3. Haunted Dormitory
Everyone likes a ghost story - but do they like being a part of the ghost story? Ohio University students living in Wilson Hall might be asking themselves that very question. Students who live in this reportedly haunted dorm claim they have communicated with spirits and hear mysterious rattling of door knobs, among other things. The dormitory has garnered so much attention that it was even featured on the show Scariest Places on Earth.
4. A Degree in Bowling Management
If you head over to Vincennes University in Indiana, you can choose from a variety of business degrees, including accounting and hotel management. But the one business degree program that you won't find offered at any other schools is bowling management. This degree program allows students to get entry-level jobs in the bowling industry and includes classes on sales, pinsetter mechanics and pro-shop operations.
5. Orgo Night
Columbia University has a unique annual tradition of its own. On Orgo Night, the marching band storms into the Butler Library and plays the alma mater. Occurring at the conclusion of the fall and spring semesters, the intention is to provide students cramming for finals with a few light moments before returning to their studies.
6. Naked Quad Run
Tufts University has historically been the locale of a most unusual meeting of students. In recent years, individuals at the school have engaged in the Naked Quad Run - a nighttime streaking event held on campus each December. Responding to concerns that the run has become too dangerous, university president Lawrence Bacow outlawed the Naked Quad Run in 2011.
7. Silent Dance Party
Carlton College might be known for its coordinated, pre-finals, stress-relieving 'Primal Scream', but it has a newer tradition that's picking up steam - a silent dance party. Held on one of two reading days, students download the same hour-long playlist onto their portable music devices and meet at the library. At 11pm, students don their headphones and dance to music only they can hear. The dance party doesn't stay in the library, though - students continue the party throughout campus, listening on their headphones the entire time.

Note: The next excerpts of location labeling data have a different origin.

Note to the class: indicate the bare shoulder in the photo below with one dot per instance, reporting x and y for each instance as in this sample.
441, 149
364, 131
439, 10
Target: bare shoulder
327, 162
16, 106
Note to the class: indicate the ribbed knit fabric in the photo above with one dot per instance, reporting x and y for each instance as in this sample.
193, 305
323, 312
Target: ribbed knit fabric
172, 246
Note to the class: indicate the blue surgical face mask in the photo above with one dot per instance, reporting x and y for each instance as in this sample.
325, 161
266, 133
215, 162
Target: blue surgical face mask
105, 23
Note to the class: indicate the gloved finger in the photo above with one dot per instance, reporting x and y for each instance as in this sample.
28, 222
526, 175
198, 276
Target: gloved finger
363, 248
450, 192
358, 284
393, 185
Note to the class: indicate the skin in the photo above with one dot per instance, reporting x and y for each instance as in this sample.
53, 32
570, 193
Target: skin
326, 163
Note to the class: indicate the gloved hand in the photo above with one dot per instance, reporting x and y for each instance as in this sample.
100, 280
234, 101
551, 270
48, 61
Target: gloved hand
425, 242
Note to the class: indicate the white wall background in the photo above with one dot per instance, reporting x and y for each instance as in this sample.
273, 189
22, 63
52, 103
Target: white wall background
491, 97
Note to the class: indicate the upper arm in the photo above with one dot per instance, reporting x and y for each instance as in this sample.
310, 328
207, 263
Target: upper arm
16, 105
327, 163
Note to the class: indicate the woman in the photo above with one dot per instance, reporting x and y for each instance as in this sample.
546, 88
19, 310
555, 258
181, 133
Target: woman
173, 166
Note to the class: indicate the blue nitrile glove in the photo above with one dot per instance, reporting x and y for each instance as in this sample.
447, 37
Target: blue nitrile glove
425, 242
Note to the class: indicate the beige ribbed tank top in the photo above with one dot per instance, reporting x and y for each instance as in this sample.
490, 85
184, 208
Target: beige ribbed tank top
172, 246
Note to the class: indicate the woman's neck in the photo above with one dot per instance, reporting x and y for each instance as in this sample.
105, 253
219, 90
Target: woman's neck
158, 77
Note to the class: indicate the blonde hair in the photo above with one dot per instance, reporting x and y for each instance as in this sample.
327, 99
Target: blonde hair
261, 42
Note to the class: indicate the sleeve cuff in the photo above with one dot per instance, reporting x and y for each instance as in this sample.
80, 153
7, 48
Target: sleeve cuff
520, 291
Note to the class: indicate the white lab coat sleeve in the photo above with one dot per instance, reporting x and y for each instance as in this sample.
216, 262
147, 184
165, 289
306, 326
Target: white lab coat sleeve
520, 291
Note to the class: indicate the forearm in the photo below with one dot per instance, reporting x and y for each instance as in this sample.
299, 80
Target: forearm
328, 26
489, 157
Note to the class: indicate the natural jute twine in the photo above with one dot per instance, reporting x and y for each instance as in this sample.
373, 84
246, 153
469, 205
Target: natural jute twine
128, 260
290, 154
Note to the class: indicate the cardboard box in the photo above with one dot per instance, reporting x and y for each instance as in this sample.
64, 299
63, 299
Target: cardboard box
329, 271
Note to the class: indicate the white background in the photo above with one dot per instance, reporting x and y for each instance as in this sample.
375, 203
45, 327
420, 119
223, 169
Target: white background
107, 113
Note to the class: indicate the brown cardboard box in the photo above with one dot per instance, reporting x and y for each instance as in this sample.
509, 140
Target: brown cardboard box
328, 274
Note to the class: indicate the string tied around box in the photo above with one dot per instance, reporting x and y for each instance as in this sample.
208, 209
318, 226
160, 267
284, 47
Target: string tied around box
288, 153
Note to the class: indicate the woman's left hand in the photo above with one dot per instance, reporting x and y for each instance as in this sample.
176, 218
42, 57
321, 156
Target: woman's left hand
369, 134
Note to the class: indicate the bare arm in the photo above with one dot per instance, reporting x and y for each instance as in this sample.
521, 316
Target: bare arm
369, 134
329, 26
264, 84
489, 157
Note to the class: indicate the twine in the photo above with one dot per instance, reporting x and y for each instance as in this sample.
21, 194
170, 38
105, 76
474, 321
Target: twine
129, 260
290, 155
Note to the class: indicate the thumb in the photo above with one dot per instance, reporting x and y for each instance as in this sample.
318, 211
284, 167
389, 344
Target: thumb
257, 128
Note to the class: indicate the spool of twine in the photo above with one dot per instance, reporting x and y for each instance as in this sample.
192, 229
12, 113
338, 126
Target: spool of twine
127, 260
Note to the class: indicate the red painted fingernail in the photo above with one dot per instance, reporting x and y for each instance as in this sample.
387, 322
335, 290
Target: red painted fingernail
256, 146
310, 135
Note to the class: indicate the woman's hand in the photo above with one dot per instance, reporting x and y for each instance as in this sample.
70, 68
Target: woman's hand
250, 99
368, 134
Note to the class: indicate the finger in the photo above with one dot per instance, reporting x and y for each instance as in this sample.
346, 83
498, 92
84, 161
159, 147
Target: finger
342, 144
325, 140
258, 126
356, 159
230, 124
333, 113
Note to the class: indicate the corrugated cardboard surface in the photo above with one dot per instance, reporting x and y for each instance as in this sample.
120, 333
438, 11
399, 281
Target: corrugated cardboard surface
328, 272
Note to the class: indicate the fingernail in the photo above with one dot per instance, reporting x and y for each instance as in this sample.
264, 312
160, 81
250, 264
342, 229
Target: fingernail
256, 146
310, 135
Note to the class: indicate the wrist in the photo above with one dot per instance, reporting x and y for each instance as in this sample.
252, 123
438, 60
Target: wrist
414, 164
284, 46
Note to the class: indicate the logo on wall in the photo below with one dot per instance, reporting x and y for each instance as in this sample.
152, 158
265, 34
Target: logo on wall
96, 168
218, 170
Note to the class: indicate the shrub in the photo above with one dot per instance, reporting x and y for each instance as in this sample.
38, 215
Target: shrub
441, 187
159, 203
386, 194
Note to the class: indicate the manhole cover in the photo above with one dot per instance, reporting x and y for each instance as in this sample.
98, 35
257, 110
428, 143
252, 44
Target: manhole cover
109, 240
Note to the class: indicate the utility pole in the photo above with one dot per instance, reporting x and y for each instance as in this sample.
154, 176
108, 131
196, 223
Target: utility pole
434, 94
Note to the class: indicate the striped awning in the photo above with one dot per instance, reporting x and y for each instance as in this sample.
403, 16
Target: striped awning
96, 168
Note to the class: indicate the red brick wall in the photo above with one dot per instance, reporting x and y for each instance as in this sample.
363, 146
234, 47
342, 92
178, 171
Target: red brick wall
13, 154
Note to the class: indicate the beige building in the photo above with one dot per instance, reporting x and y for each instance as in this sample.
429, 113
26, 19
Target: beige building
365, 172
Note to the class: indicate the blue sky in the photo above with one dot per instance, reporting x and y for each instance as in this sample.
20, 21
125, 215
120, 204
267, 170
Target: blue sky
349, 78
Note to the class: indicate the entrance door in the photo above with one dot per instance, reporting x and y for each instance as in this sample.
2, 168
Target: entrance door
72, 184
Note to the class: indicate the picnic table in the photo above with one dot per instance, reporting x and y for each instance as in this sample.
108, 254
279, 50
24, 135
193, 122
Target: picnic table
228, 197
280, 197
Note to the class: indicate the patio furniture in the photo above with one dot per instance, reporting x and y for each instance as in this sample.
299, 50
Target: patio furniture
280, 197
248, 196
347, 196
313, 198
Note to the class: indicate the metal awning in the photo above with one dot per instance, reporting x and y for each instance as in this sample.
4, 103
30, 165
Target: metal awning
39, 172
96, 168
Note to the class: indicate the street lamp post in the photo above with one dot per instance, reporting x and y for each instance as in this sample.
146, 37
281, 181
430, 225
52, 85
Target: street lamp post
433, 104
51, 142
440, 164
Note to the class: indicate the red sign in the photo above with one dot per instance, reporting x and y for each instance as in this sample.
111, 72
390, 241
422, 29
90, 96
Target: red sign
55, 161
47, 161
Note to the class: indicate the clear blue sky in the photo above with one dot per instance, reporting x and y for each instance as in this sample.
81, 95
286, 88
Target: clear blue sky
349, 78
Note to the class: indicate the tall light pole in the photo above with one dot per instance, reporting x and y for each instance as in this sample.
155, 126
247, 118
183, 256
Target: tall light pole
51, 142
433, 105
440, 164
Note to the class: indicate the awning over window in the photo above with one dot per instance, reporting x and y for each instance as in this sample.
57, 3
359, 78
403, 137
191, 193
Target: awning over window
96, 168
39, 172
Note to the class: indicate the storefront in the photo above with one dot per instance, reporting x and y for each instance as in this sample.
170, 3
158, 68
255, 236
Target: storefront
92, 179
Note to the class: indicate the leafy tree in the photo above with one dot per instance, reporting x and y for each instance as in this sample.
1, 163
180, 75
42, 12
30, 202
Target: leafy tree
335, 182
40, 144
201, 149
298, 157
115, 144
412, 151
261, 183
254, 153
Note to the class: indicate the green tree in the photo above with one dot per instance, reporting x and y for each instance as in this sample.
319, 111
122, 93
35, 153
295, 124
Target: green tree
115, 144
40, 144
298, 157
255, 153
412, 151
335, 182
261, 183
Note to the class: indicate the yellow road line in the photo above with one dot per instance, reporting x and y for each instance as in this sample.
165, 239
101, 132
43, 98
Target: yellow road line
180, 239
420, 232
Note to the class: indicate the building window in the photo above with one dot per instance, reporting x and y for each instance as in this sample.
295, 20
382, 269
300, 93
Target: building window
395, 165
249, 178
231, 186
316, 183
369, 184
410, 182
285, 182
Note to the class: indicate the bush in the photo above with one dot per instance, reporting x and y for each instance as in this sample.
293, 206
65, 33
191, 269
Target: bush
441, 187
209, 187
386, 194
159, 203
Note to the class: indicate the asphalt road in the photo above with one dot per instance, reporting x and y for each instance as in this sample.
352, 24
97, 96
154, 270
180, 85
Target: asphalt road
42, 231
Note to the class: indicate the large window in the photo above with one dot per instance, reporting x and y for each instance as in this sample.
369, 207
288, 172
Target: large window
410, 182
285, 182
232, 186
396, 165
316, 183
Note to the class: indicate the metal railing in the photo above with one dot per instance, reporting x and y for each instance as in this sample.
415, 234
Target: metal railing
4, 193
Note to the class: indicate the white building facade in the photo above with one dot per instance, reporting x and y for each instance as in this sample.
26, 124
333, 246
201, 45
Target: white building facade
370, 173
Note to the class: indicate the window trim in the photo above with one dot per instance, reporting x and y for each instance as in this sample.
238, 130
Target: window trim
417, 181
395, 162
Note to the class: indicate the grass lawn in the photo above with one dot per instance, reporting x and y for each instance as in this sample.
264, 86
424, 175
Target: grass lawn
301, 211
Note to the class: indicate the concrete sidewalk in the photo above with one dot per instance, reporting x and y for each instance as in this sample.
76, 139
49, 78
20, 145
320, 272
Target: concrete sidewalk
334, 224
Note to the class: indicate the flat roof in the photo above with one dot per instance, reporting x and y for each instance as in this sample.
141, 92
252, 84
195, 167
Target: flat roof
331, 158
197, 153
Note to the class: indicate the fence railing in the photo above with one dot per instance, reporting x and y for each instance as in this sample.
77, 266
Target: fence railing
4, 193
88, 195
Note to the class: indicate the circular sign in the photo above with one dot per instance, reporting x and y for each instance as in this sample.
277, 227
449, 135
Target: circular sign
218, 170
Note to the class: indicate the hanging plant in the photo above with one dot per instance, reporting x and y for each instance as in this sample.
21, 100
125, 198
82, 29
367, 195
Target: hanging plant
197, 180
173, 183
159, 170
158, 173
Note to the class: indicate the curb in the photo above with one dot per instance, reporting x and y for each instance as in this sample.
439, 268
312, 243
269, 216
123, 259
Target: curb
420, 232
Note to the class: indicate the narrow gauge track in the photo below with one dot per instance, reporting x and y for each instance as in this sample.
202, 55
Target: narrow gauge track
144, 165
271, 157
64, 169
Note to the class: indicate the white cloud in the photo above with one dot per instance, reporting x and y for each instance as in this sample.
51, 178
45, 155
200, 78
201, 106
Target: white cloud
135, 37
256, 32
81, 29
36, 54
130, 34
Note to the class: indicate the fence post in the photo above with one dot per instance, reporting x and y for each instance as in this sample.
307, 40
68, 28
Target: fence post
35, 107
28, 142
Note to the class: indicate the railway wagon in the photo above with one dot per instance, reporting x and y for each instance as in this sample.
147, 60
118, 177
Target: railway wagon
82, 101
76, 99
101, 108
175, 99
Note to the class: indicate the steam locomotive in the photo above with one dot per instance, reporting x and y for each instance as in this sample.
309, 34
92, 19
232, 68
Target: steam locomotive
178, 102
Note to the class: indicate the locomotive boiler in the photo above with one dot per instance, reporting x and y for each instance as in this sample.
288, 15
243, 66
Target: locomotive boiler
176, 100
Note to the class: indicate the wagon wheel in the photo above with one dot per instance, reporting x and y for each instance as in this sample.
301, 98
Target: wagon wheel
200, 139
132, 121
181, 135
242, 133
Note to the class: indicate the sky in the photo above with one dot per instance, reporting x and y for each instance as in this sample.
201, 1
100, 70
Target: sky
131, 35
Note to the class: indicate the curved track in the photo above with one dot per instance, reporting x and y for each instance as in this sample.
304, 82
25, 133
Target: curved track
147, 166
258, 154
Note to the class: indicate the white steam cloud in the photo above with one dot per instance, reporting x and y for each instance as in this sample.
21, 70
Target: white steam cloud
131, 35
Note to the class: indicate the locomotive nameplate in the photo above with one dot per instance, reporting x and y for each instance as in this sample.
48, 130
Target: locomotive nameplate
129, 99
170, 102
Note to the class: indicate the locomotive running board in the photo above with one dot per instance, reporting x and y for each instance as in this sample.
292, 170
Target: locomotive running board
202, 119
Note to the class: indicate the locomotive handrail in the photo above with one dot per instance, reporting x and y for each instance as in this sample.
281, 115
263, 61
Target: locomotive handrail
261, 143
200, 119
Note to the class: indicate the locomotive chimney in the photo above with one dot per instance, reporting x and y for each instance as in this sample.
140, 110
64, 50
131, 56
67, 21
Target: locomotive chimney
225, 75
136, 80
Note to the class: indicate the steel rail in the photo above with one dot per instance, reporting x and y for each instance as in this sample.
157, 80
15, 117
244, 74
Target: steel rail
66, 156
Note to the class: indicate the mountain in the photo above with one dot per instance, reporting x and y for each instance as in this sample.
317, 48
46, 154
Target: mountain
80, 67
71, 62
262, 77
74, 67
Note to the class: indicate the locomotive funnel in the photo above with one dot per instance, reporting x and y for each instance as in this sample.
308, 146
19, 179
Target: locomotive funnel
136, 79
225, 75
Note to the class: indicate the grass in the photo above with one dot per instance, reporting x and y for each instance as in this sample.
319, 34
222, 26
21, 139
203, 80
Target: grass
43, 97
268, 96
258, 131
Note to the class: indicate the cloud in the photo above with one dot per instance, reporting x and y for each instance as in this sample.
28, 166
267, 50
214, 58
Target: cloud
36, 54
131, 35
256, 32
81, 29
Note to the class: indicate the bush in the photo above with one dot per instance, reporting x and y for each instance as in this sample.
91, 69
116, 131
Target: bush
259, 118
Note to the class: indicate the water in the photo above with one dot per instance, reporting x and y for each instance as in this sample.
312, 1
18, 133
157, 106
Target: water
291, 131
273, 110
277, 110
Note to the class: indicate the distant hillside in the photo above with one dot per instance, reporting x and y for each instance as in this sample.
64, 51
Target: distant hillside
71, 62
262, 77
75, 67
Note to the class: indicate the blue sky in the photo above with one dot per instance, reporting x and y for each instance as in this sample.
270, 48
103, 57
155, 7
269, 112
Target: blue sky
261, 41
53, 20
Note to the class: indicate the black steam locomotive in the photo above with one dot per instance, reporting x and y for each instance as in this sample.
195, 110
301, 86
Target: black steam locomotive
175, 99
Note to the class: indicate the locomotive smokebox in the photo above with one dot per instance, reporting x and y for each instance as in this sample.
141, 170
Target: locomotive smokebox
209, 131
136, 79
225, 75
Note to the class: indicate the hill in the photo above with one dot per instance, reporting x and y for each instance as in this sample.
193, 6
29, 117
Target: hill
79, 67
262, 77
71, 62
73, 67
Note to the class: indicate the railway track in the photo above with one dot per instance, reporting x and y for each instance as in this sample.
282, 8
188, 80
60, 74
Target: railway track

8. Philosophy and Star Trek
A curious class found at Georgetown University seeks to make philosophy palatable for students by incorporating one very popular sci-fi franchise. 'Philosophy and Star Trek' addresses questions of important and serious concern: Is it possible to travel back in time? How are the body and brain connected? What is free will, and do humans have it?
9. Sammy the Slug
Go! Fight! Win! We are the mighty mighty…banana slugs?! That's right - the mascot of University of California at Santa Cruz is the banana slug, resident mollusk of the redwood forest. This slimy creature was originally intended to be a joke of sorts. But, in 1980, when the chancellor thought that a sea lion was a more worthy mascot, the student body were none too pleased. After five years of refusing to be sea lions, students of UC Santa Cruz were finally able to adopt Sammy the Slug as their official mascot.
10. Secret Societies
Another strange but true feature found on many college campuses around the U.S. are secret societies. Skull and Bones, a longtime secret society at Yale University, is perhaps the most well-known of such groups. The society features such prominent past members as George W. Bush and Senator John Kerry - two alum who remain tight-lipped about the group's activities to this day.